Thank you Mark for sharing your story, I have often raised the issue of records not available to all departments in all hospitals, but beleive the new data system will change this. We cannot get quality treatment if the records are not available or are incorrect, even things like your life status are often relevent. Have a good day understand how hard it must be for you, but as you say blame does not solve the problem, better work practices do, and knowing who to approach when things go wrong helps. At the end of the day it is whats best for the patient that counts not what is best for those administering the treatments.

Thank you very much for your story.
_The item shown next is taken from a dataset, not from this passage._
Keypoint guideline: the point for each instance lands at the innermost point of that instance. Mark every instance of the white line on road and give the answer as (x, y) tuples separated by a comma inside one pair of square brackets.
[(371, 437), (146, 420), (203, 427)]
There is a huge problem with patient records in the UK, partly because those that hold them don't want to give them up. In other countries the patient actually physically holds their records, and they don't have these problems. Even in the UK maternity patients hold their own records, so it isn't like there isn't a precedent.

As Katie says there is a move to link up hospital and GP records by using bridges, but I have been involved in the network of patients that has been old it will be rolled out in our area 'next year' for three years.

I guess the only other thing that patients can do in the mean time is get copies of everything, and when a secretary says they haven't got the notes, send them a copy directly of everything you have.

And if only we could change the culture between private and NHS so that they work together better!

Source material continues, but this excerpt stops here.